On completion of this course students will be able to analyze, design, and implement effective solutions for data-intensive applications with very large scale data sets. More specifically a student will be able to:Website | http://www.cse.buffalo.edu/~bina/cse487/spring2016 |
Instructor | Bina Ramamurthy (bina@buffalo.edu) |
Office Hours | MWF: 11.00-11.50AM |
Office Location | 345 Davis |
Lecture Time | MW: 5.00-6.20PM |
Lecture location | NSC 215 |
Overall grade for the course will be based on the student's performance in: class attendance and participation (10%), 2 exams (45%), 3 projects (45%). 95% or above is an A, 90% is an A- etc. will be the mapping for letter grades based on the overall percent. There will be curve applied at the end based on the relative performance of the students in the course. We will use separate curve for graduates and undergradautes.

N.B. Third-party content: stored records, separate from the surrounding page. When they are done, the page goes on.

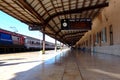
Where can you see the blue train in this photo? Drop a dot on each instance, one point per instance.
(10, 41)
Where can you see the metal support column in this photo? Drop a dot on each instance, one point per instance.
(43, 51)
(55, 45)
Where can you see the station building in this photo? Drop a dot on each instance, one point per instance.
(104, 36)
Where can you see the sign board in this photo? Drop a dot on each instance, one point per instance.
(34, 27)
(76, 24)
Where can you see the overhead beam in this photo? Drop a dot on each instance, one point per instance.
(78, 10)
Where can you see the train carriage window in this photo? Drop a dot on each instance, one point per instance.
(5, 36)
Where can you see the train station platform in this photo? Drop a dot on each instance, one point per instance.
(62, 65)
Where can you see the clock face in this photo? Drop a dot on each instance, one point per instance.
(65, 24)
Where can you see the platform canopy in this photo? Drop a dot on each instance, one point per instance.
(47, 14)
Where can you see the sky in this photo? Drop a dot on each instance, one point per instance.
(9, 23)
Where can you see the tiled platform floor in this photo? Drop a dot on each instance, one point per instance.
(66, 65)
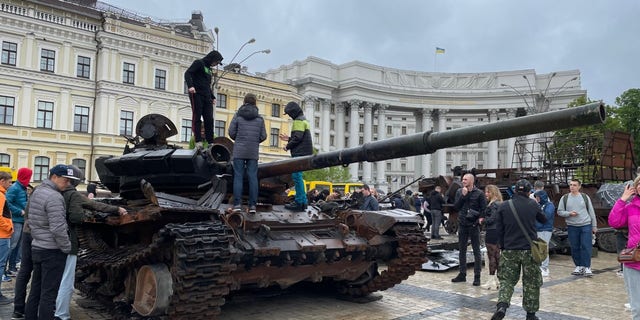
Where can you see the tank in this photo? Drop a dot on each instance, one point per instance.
(182, 251)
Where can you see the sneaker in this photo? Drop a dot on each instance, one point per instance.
(578, 271)
(499, 314)
(17, 315)
(459, 278)
(587, 272)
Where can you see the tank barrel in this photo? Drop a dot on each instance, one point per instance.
(429, 142)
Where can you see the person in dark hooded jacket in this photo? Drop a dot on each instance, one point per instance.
(300, 144)
(247, 129)
(198, 79)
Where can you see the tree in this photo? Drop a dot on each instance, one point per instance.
(332, 174)
(628, 114)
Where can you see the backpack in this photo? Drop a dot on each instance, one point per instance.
(584, 197)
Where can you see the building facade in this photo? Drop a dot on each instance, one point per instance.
(355, 103)
(75, 77)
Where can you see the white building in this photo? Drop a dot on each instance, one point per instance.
(354, 103)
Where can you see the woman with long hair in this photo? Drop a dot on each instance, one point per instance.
(494, 199)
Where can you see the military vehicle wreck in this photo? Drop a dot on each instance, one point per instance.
(181, 250)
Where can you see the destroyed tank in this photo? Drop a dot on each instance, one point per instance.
(181, 250)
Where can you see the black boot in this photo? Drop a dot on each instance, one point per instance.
(476, 280)
(461, 277)
(500, 311)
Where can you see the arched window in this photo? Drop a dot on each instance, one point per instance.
(41, 168)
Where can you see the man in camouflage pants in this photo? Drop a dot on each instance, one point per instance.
(516, 252)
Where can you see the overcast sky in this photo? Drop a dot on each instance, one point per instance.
(600, 38)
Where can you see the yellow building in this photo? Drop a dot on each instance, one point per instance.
(75, 78)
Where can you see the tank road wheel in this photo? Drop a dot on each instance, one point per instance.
(153, 290)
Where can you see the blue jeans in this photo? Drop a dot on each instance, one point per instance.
(5, 244)
(239, 168)
(301, 195)
(63, 301)
(14, 254)
(48, 267)
(580, 242)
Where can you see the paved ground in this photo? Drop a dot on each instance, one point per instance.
(427, 295)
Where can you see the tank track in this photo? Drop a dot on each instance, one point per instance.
(411, 254)
(196, 253)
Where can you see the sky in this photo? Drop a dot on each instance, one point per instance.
(597, 37)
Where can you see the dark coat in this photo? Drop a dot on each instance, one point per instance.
(247, 129)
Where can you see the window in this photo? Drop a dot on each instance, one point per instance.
(221, 101)
(41, 169)
(47, 60)
(45, 115)
(274, 137)
(275, 110)
(81, 119)
(84, 67)
(185, 130)
(6, 110)
(9, 53)
(126, 123)
(4, 160)
(81, 164)
(219, 128)
(128, 73)
(161, 79)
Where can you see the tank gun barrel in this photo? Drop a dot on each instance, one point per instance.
(428, 142)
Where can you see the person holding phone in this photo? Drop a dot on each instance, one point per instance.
(626, 213)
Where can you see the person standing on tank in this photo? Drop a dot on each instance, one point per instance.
(247, 130)
(300, 144)
(198, 79)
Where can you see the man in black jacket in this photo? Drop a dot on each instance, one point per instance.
(247, 129)
(516, 251)
(470, 204)
(198, 79)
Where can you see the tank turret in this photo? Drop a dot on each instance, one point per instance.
(181, 250)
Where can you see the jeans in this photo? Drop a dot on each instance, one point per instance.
(464, 234)
(631, 280)
(239, 168)
(63, 301)
(301, 195)
(14, 254)
(48, 266)
(5, 244)
(580, 242)
(24, 274)
(546, 236)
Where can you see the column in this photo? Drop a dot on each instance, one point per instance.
(441, 155)
(511, 142)
(354, 118)
(340, 128)
(427, 124)
(325, 132)
(368, 137)
(492, 152)
(382, 134)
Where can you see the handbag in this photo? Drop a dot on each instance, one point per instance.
(630, 254)
(539, 247)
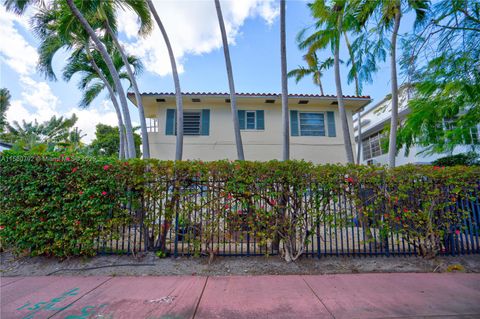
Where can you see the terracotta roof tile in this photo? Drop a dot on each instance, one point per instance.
(253, 94)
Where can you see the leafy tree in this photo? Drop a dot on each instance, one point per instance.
(314, 68)
(4, 104)
(106, 142)
(445, 111)
(50, 134)
(387, 14)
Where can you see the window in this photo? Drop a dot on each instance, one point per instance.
(195, 122)
(192, 122)
(250, 116)
(372, 146)
(152, 125)
(251, 120)
(312, 124)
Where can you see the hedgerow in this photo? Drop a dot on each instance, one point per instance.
(63, 205)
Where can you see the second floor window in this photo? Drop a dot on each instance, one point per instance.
(312, 124)
(372, 146)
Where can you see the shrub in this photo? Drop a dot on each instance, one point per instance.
(55, 205)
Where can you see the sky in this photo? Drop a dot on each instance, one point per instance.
(253, 31)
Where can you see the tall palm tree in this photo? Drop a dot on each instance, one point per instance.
(330, 28)
(315, 68)
(283, 59)
(141, 10)
(176, 81)
(231, 84)
(111, 68)
(95, 78)
(4, 104)
(389, 14)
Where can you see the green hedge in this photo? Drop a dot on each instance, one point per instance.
(60, 204)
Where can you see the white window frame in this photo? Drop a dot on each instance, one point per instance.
(254, 121)
(300, 123)
(152, 126)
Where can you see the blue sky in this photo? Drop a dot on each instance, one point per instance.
(253, 29)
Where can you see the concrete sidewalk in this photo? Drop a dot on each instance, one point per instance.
(329, 296)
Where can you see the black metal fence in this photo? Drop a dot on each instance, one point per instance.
(199, 218)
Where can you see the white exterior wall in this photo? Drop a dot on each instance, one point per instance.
(261, 145)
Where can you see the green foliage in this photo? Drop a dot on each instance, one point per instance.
(59, 204)
(49, 135)
(446, 109)
(55, 205)
(106, 142)
(468, 159)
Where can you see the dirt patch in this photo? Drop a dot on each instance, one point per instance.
(149, 265)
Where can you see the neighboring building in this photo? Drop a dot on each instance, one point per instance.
(376, 118)
(315, 128)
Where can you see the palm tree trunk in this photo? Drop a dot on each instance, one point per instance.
(321, 86)
(138, 97)
(111, 92)
(231, 84)
(113, 72)
(338, 83)
(359, 148)
(176, 81)
(354, 66)
(283, 57)
(392, 146)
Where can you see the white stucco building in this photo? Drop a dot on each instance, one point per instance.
(377, 117)
(315, 126)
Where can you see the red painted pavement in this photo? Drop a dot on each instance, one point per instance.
(42, 297)
(398, 295)
(328, 296)
(259, 296)
(141, 297)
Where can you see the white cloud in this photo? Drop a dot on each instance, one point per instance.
(192, 27)
(37, 102)
(15, 51)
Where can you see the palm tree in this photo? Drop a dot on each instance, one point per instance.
(176, 81)
(141, 10)
(315, 68)
(233, 99)
(283, 59)
(111, 68)
(330, 28)
(95, 78)
(4, 104)
(389, 13)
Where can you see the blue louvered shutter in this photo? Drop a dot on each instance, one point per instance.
(260, 115)
(331, 124)
(205, 122)
(294, 123)
(170, 124)
(241, 119)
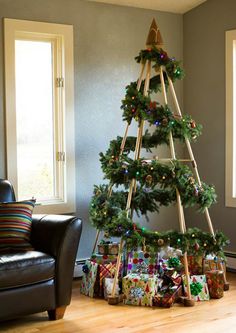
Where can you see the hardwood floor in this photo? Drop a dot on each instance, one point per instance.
(86, 315)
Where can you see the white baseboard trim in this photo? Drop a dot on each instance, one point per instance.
(231, 261)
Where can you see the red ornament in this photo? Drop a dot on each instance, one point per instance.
(153, 105)
(196, 246)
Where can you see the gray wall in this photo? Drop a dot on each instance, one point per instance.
(106, 39)
(204, 98)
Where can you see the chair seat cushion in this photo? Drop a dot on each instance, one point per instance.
(24, 268)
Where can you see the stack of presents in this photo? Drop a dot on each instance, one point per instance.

There are two text books that cover the two of the major goals defined in the description (data-intensive computing: fourth paradigm, data-intensive computing models, cloud computing) respectively:
Other online material/publications
Each project will involve complete installation of all the necessary toolkits, software packages and servers by each student (or group of students) in their workspace. Students will also write a detailed technical report on the project they implement. Students can work in groups of no more than 2 people. Choose the group members with complementary expertise. Project 1 will be based on the statistical problem solving approaches discussed in the Data science text book. We will use real data and the R software for statistical computing for performing data analytics. Project 2 will involve solving large volume WORM (Write once read many) data using MapReduce algorithm and Hadoop distributed file system. Project 3 will involve realtime (streaming) analysis using other components of Apache Spark. This idea is still tentative and we are in the process of exploring this direction. You may need to accounts and resources on amazon cloud and google cloud.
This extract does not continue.